Im offenen Jeanshemd und mit Drei-Tage-Bart erklärt der Hollywood-Regisseur in einem YouTube-Video, wie er sich die Zusammenarbeit mit Tausenden Koregisseuren vorstellt. Gefilmt werden darf grundsätzlich alles. "Das kann der Weg zur Arbeit sein, der Besuch eines Freundes im Krankenhaus, der eigene Geburtstag oder ein Spaziergang", so Macdonald. Ridley Scott nennt die einzige Bedingung: "Es muss persönlich sein."

Jeder Film solle etwas Spezifisches über individuelles Leben aussagen. Damit Macdonald die Filmschnipsel aneinanderfügen kann, will er in den Videos thematische oder zeitliche Verbindungen suchen. Zwei Mütter, die ihre Babys baden, die eine in einem Zuber in Afrika, die andere in einer Badewanne in Deutschland, ein Fußball, der hier eine Blechdose ist, dort ein polierter Lederball, ein Sonnenaufgang im Smog von Sao Paulo, ein Sonnenuntergang im Central Park. Macdonald weiß nicht, was ihm die Menschen schicken werden, aber er ist sich sicher, dass die Filmausschnitte eines nicht sein werden: langweilig. "Das Leben echter Menschen ist doch immer noch das Außergewöhnlichste, was wir uns vorstellen können", sagt Macdonald.

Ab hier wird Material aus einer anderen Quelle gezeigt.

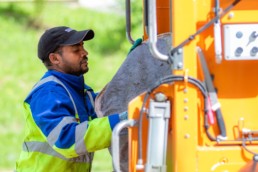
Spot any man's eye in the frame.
[73,48,80,53]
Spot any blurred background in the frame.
[0,0,143,172]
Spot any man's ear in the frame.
[49,53,60,64]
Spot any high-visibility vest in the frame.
[16,76,97,172]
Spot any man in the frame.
[16,26,127,172]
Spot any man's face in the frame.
[57,42,89,76]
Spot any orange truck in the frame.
[112,0,258,172]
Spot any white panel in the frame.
[223,24,258,60]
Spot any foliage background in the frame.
[0,0,142,172]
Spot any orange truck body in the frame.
[128,0,258,172]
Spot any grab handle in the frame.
[125,0,135,44]
[112,119,136,172]
[147,0,168,61]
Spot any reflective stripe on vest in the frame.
[23,76,94,162]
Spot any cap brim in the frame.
[61,29,94,45]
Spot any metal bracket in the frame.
[169,48,184,70]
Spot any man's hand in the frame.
[118,111,128,121]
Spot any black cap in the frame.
[38,26,94,61]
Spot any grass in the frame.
[0,3,139,172]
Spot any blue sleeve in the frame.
[27,85,78,148]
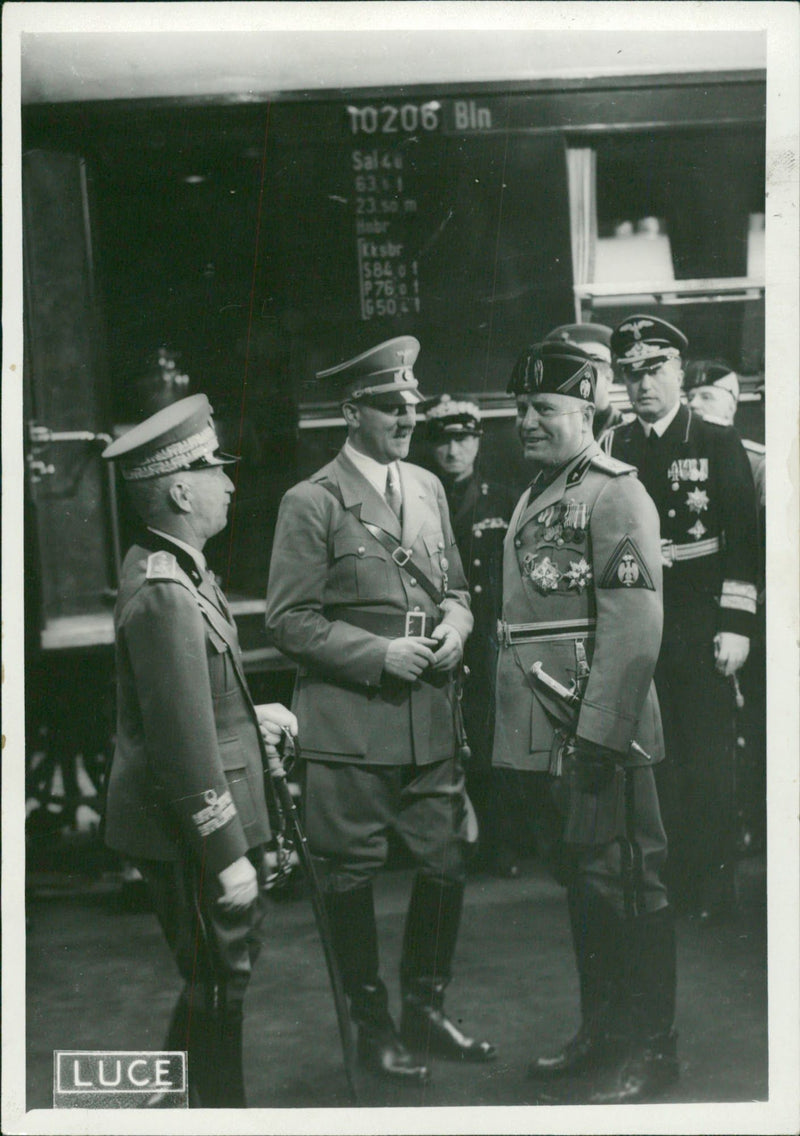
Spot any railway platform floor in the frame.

Mit "Das Leben in einem Tag" kehrt der Regisseur auch zu seinen Wurzeln, dem Genre des Dokumentarfilms, zurück. Im Jahr 2000 gewann er für die Dokumentation "Ein Tag im September" einen Oscar, seit einigen Jahren drehte er nur noch Spielfilme. Das neue Projekt hat Macdonald auf Anregung von YouTube entwickelt, zusammen mit Ridley Scott. Das Vorhaben sei rein künstlerisch inspiriert, sagte Macdonald der "Frankfurter Allgemeinen Zeitung": "Wir verfolgen keinerlei kommerzielle Ziele und erwarten keinen Kassenerfolg."

Seine Premiere soll der Film Ende Januar auf dem renommierten Sundance Film Festival im US-Bundesstaat Utah feiern. Auf dem begannen schon Quentin Tarantino und Jim Jarmusch ihre Karrieren. Auch für einige Koregisseure von "Das Leben in einem Tag" könnte das Festival ihr Leben verändern. Scott und Macdonald wollen nämlich die Filmemacher der 20 besten Einsendungen nach Utah einladen. Für John Cooper, Direktor des Sundance Film Festivals, ist "Das Leben in einem Tag" auch ein Risikofaktor, wie er auf YouTube erklärt. Noch nie wurde ein Film schon vor seiner Entstehung für die Teilnahme nominiert.

Den 24. Juli haben Scott und Macdonald bewusst als Termin für das Selbstporträt der Welt gewählt. Im Englischen steht die Zahlenkombination 24/7 für Öffnungszeiten rund um die Uhr. Zudem hätten die Menschen an einem Sonnabend mehr Zeit für eine solche Aktion als an anderen Wochentagen, hofft Macdonald.

Sein großes Ziel ist es, dass sein Porträt der Welt auch wirklich ein Porträt der Welt und nicht nur der Menschen mit Videokamera und Internetzugang wird. Deshalb lässt er über lokal organisierte Hilfsorganisationen in mehreren afrikanischen Staaten und Ländern wie Papua-Neuguinea und Bolivien fünfhundert Digitalkameras verteilen. Die Filmemacher müssen die Kameras nach dem Dreh zurückgegeben, damit möglichst viele Menschen filmen können. Die Speicherchips werden von den Helfern dann nach London geschickt. Jeder, dessen Filmschnipsel in "Das Leben in einem Tag" verwendet wird, taucht namentlich als Koregisseur im Abspann auf. "Wenn man dann in der Zukunft den Film sieht, wird man wie in einer Zeitkapsel darüber informiert, wie es war, am 24. Juli 2010 zu leben", sagt Macdonald.